His research interests include the multiphysics modelling of soft matters (smart hydrogel in bioMEMS and biological cell in microscale fields); development of highly efficient numerical computational methodology (meshless & multiscale algorithms); simulation of sustainable energy (building energy efficiency and fuel cell system); and dynamics (high-speed rotating shell and composite materials structure). He has sole-authored a monograph book entitled “Smart Hydrogel Modelling” published by Springer, co-authored two monograph books entitled “Meshless Methods and Their Numerical Properties” by CRC Press and “Rotating Shell Dynamics” by Elsevier, and 2 book chapters, one on MEMS simulation and the other on hydrogel drug delivery system modelling, and authored/co-authored over 140 articles published in peer-reviewed international journals. He received the Silver Award in HPC Quest 2003 - The Blue Challenge presented by IBM & IHPC in 2003. He is also extensively funded by agencies and industry, for example, the principal investigator of a computational BioMEMS project awarded under A*STAR’s strategic research programme in MEMS. Dr. Karl Erik BIRGERSSON is an associate professor at the Chemical and Biomolecular Department and an affiliate of the Engineering Science Programme at the National University of Singapore (NUS) and the Solar Energy Research Institute of Singapore. He was awarded his Ph.D. in Fluid Mechanics from the Royal Institute of Technology (KTH), Stockholm, in 2004. He also holds an MS degree in Chemical Engineering from KTH (1998) and a Licentiate degree (2003). He was a postdoctoral fellow (2004-2005) and research engineer (2005-2006) at the Institute of High Performance Computing, A*Star, Singapore. He specializes in mathematical modelling and transport phenomena; his current research focuses on electrochemical energy systems and organic solar cells. He has published around 150 papers (journal, conference and book chapters). Besides research, he enjoys teaching and experimenting with teaching strategies; he has been awarded twelve teaching awards since 2006 in NUS.

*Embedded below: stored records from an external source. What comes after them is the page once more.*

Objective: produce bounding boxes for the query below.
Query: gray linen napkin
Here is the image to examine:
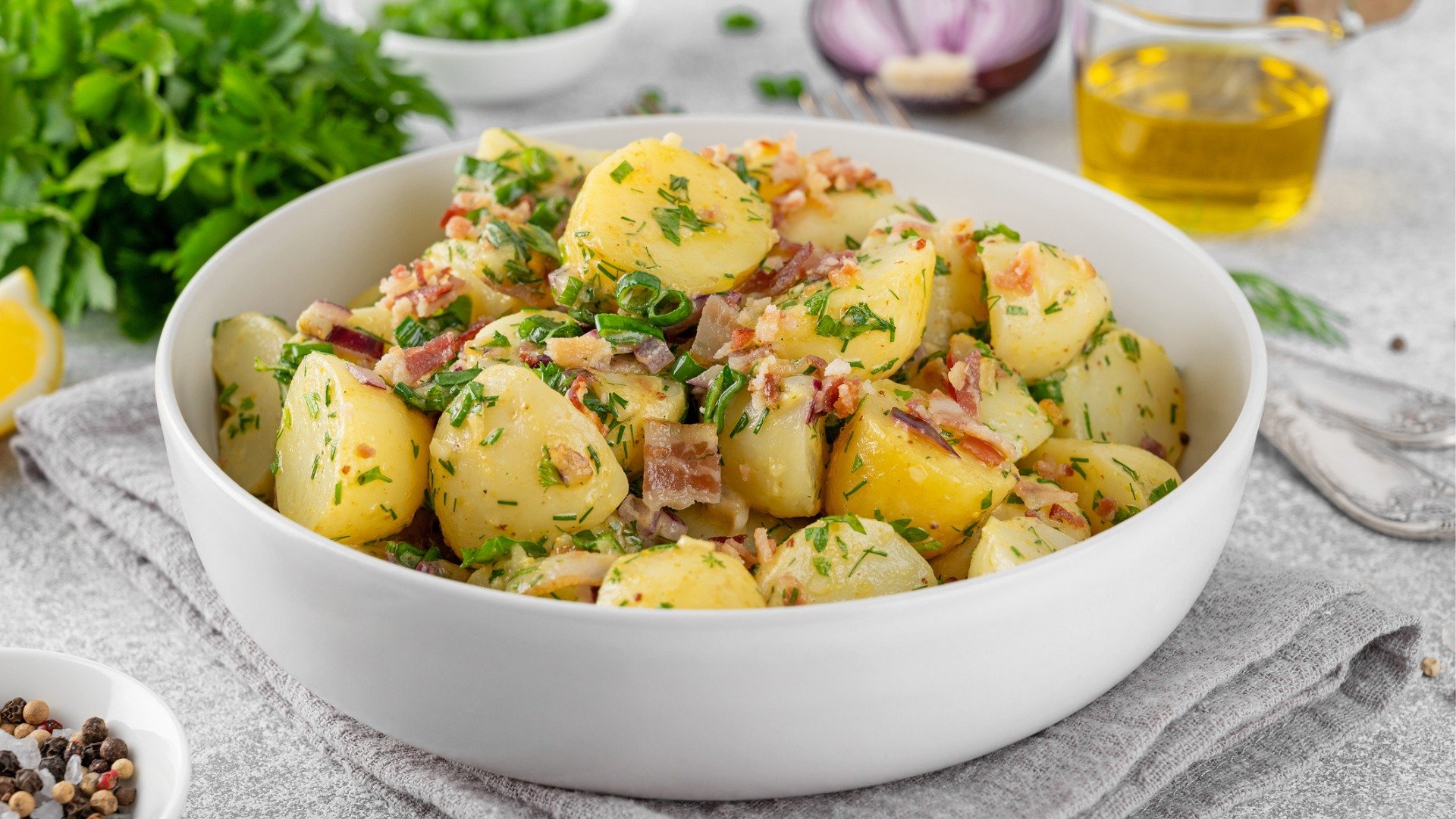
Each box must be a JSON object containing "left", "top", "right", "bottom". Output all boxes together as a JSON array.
[{"left": 13, "top": 369, "right": 1420, "bottom": 819}]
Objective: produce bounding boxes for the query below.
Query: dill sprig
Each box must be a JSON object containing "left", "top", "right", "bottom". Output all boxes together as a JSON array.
[{"left": 1228, "top": 270, "right": 1350, "bottom": 347}]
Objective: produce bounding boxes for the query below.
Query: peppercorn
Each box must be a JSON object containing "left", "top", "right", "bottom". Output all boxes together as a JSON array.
[
  {"left": 14, "top": 768, "right": 41, "bottom": 792},
  {"left": 80, "top": 717, "right": 111, "bottom": 745},
  {"left": 100, "top": 736, "right": 127, "bottom": 765},
  {"left": 0, "top": 697, "right": 25, "bottom": 726},
  {"left": 20, "top": 699, "right": 51, "bottom": 726},
  {"left": 41, "top": 756, "right": 65, "bottom": 781},
  {"left": 92, "top": 790, "right": 117, "bottom": 816},
  {"left": 9, "top": 790, "right": 35, "bottom": 819}
]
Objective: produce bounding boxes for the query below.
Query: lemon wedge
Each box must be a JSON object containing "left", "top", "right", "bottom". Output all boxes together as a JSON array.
[{"left": 0, "top": 267, "right": 65, "bottom": 436}]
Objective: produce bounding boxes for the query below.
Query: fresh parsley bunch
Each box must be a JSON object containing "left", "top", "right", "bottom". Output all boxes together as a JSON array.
[{"left": 0, "top": 0, "right": 448, "bottom": 338}]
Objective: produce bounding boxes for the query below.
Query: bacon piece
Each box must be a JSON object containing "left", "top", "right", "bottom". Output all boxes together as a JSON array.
[
  {"left": 1013, "top": 478, "right": 1078, "bottom": 510},
  {"left": 546, "top": 443, "right": 595, "bottom": 487},
  {"left": 632, "top": 337, "right": 673, "bottom": 376},
  {"left": 617, "top": 495, "right": 687, "bottom": 544},
  {"left": 642, "top": 419, "right": 722, "bottom": 509},
  {"left": 945, "top": 335, "right": 981, "bottom": 419},
  {"left": 994, "top": 245, "right": 1032, "bottom": 296},
  {"left": 1138, "top": 435, "right": 1168, "bottom": 457},
  {"left": 546, "top": 334, "right": 613, "bottom": 370},
  {"left": 323, "top": 326, "right": 384, "bottom": 362},
  {"left": 692, "top": 293, "right": 738, "bottom": 362},
  {"left": 299, "top": 302, "right": 352, "bottom": 337}
]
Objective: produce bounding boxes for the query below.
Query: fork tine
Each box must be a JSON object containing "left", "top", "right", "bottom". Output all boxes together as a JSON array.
[
  {"left": 864, "top": 77, "right": 912, "bottom": 128},
  {"left": 799, "top": 89, "right": 824, "bottom": 117},
  {"left": 843, "top": 80, "right": 883, "bottom": 122},
  {"left": 824, "top": 87, "right": 855, "bottom": 120}
]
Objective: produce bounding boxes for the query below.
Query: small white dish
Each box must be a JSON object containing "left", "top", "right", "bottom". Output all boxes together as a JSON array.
[
  {"left": 323, "top": 0, "right": 636, "bottom": 105},
  {"left": 0, "top": 648, "right": 192, "bottom": 819}
]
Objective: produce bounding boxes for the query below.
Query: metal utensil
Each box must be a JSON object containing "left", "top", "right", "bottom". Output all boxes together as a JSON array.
[
  {"left": 1268, "top": 347, "right": 1456, "bottom": 449},
  {"left": 1260, "top": 386, "right": 1456, "bottom": 541}
]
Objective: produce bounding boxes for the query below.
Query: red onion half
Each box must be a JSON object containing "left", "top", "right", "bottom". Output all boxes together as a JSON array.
[{"left": 810, "top": 0, "right": 1062, "bottom": 108}]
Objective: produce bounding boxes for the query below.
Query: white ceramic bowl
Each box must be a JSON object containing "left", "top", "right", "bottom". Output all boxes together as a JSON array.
[
  {"left": 325, "top": 0, "right": 636, "bottom": 105},
  {"left": 157, "top": 117, "right": 1265, "bottom": 799},
  {"left": 0, "top": 648, "right": 192, "bottom": 819}
]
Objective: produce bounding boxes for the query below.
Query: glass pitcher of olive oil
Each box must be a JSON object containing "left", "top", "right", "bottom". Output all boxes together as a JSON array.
[{"left": 1073, "top": 0, "right": 1347, "bottom": 233}]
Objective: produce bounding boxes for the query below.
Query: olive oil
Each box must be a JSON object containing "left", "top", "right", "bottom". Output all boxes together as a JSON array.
[{"left": 1076, "top": 42, "right": 1331, "bottom": 233}]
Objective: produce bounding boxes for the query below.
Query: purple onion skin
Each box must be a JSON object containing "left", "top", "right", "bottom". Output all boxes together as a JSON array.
[
  {"left": 808, "top": 0, "right": 1063, "bottom": 112},
  {"left": 890, "top": 406, "right": 961, "bottom": 457}
]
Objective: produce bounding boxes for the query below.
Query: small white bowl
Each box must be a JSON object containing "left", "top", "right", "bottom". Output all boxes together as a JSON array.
[
  {"left": 0, "top": 648, "right": 192, "bottom": 819},
  {"left": 325, "top": 0, "right": 636, "bottom": 105}
]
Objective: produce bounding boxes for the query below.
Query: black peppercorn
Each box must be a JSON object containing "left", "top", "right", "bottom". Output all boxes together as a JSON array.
[
  {"left": 14, "top": 768, "right": 41, "bottom": 792},
  {"left": 82, "top": 717, "right": 111, "bottom": 745},
  {"left": 0, "top": 697, "right": 25, "bottom": 726},
  {"left": 100, "top": 736, "right": 127, "bottom": 765},
  {"left": 41, "top": 756, "right": 65, "bottom": 781}
]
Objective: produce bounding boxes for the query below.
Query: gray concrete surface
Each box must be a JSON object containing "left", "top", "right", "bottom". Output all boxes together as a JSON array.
[{"left": 0, "top": 0, "right": 1456, "bottom": 819}]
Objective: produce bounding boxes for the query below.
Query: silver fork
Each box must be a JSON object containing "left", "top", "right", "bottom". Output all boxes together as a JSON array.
[{"left": 799, "top": 77, "right": 912, "bottom": 128}]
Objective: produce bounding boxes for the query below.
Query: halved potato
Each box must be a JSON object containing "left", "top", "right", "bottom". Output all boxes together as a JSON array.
[
  {"left": 824, "top": 389, "right": 1016, "bottom": 557},
  {"left": 277, "top": 353, "right": 431, "bottom": 545},
  {"left": 774, "top": 226, "right": 935, "bottom": 379},
  {"left": 597, "top": 538, "right": 763, "bottom": 609},
  {"left": 758, "top": 514, "right": 935, "bottom": 606},
  {"left": 1021, "top": 438, "right": 1179, "bottom": 532},
  {"left": 212, "top": 312, "right": 293, "bottom": 501},
  {"left": 718, "top": 376, "right": 828, "bottom": 517},
  {"left": 429, "top": 364, "right": 628, "bottom": 552},
  {"left": 779, "top": 188, "right": 904, "bottom": 251},
  {"left": 1035, "top": 326, "right": 1187, "bottom": 465},
  {"left": 980, "top": 234, "right": 1112, "bottom": 381},
  {"left": 563, "top": 136, "right": 776, "bottom": 296}
]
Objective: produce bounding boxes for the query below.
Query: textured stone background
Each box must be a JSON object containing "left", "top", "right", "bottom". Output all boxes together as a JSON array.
[{"left": 0, "top": 0, "right": 1456, "bottom": 819}]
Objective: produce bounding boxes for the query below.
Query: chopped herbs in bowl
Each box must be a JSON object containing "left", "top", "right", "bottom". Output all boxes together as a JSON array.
[{"left": 380, "top": 0, "right": 611, "bottom": 39}]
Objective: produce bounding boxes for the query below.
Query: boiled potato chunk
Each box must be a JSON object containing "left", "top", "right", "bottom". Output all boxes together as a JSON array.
[
  {"left": 824, "top": 392, "right": 1016, "bottom": 557},
  {"left": 278, "top": 353, "right": 431, "bottom": 545},
  {"left": 981, "top": 236, "right": 1112, "bottom": 381},
  {"left": 779, "top": 188, "right": 904, "bottom": 251},
  {"left": 718, "top": 376, "right": 828, "bottom": 517},
  {"left": 587, "top": 370, "right": 687, "bottom": 478},
  {"left": 212, "top": 312, "right": 293, "bottom": 501},
  {"left": 563, "top": 136, "right": 776, "bottom": 296},
  {"left": 758, "top": 516, "right": 935, "bottom": 606},
  {"left": 774, "top": 223, "right": 935, "bottom": 379},
  {"left": 1037, "top": 326, "right": 1187, "bottom": 465},
  {"left": 597, "top": 538, "right": 763, "bottom": 609},
  {"left": 968, "top": 516, "right": 1078, "bottom": 577},
  {"left": 1021, "top": 438, "right": 1179, "bottom": 532},
  {"left": 429, "top": 364, "right": 628, "bottom": 552},
  {"left": 924, "top": 218, "right": 986, "bottom": 350}
]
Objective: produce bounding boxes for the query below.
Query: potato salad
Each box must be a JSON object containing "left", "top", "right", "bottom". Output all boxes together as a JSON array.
[{"left": 212, "top": 128, "right": 1188, "bottom": 609}]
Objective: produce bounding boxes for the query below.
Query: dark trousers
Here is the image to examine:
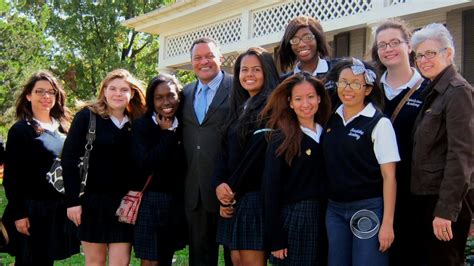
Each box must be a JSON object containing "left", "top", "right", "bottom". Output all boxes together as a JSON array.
[
  {"left": 388, "top": 194, "right": 419, "bottom": 266},
  {"left": 412, "top": 195, "right": 472, "bottom": 266},
  {"left": 186, "top": 196, "right": 232, "bottom": 266}
]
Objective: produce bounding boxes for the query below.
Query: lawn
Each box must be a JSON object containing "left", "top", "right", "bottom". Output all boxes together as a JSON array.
[{"left": 0, "top": 185, "right": 220, "bottom": 266}]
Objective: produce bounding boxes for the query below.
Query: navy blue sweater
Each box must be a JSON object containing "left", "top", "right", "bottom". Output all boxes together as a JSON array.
[
  {"left": 263, "top": 133, "right": 325, "bottom": 250},
  {"left": 62, "top": 108, "right": 133, "bottom": 207},
  {"left": 3, "top": 120, "right": 63, "bottom": 220},
  {"left": 322, "top": 110, "right": 383, "bottom": 202},
  {"left": 384, "top": 81, "right": 428, "bottom": 198}
]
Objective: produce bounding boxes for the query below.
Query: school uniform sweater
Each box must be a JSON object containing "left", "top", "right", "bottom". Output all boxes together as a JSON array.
[
  {"left": 214, "top": 122, "right": 267, "bottom": 198},
  {"left": 263, "top": 133, "right": 325, "bottom": 250},
  {"left": 131, "top": 115, "right": 186, "bottom": 193},
  {"left": 3, "top": 120, "right": 63, "bottom": 220},
  {"left": 322, "top": 110, "right": 383, "bottom": 202},
  {"left": 384, "top": 80, "right": 428, "bottom": 196},
  {"left": 62, "top": 108, "right": 133, "bottom": 207}
]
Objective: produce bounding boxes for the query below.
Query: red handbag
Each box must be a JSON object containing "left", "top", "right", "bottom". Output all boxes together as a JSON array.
[{"left": 115, "top": 175, "right": 151, "bottom": 224}]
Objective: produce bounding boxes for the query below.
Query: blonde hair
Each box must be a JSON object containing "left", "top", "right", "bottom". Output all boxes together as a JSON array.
[{"left": 88, "top": 69, "right": 146, "bottom": 121}]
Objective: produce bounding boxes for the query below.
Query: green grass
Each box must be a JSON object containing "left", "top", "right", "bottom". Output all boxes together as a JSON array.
[{"left": 0, "top": 185, "right": 231, "bottom": 266}]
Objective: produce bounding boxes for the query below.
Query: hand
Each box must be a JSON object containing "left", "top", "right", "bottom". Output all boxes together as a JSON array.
[
  {"left": 379, "top": 222, "right": 395, "bottom": 252},
  {"left": 15, "top": 217, "right": 30, "bottom": 236},
  {"left": 272, "top": 248, "right": 288, "bottom": 260},
  {"left": 219, "top": 206, "right": 234, "bottom": 218},
  {"left": 67, "top": 206, "right": 82, "bottom": 226},
  {"left": 216, "top": 183, "right": 235, "bottom": 205},
  {"left": 156, "top": 115, "right": 174, "bottom": 129},
  {"left": 433, "top": 217, "right": 453, "bottom": 241}
]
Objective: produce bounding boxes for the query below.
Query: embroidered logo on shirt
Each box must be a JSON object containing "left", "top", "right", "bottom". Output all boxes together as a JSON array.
[
  {"left": 347, "top": 128, "right": 364, "bottom": 140},
  {"left": 406, "top": 99, "right": 423, "bottom": 108}
]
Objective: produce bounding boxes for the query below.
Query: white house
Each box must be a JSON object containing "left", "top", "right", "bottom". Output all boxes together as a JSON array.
[{"left": 124, "top": 0, "right": 474, "bottom": 83}]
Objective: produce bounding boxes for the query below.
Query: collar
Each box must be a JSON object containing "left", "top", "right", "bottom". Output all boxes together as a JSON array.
[
  {"left": 336, "top": 102, "right": 375, "bottom": 126},
  {"left": 110, "top": 115, "right": 128, "bottom": 129},
  {"left": 300, "top": 123, "right": 323, "bottom": 143},
  {"left": 430, "top": 64, "right": 457, "bottom": 94},
  {"left": 33, "top": 117, "right": 59, "bottom": 132},
  {"left": 293, "top": 57, "right": 329, "bottom": 76},
  {"left": 196, "top": 71, "right": 224, "bottom": 93},
  {"left": 151, "top": 112, "right": 179, "bottom": 131},
  {"left": 380, "top": 67, "right": 423, "bottom": 100}
]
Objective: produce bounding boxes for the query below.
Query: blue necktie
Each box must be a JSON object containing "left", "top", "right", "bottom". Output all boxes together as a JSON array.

This book focuses on novel reduced cell and stack models for proton exchange membrane fuel cells (PEMFCs) and planar solid oxide fuel cells (P-SOFCs) that serve to reduce the computational cost by two orders of magnitude or more with desired numerical accuracy, while capturing both the average properties and the variability of the dependent variables in the 3D counterparts. The information provided can also be applied to other kinds of plate-type fuel cells whose flow fields consist of parallel plain channels separated by solid ribs.
These fast and efficient models allow statistical sensitivity analysis for a sample size in the order of 103 without prohibitive computational cost to be performed to investigate not only the individual, but also the simultaneous effects of a group of varying geometrical, material, and operational parameters. This provides important information for cell/stack design, and to illustrate this, Monte Carlo simulation of the reduced P-SOFC model is conducted at both the single-cell and stack levels.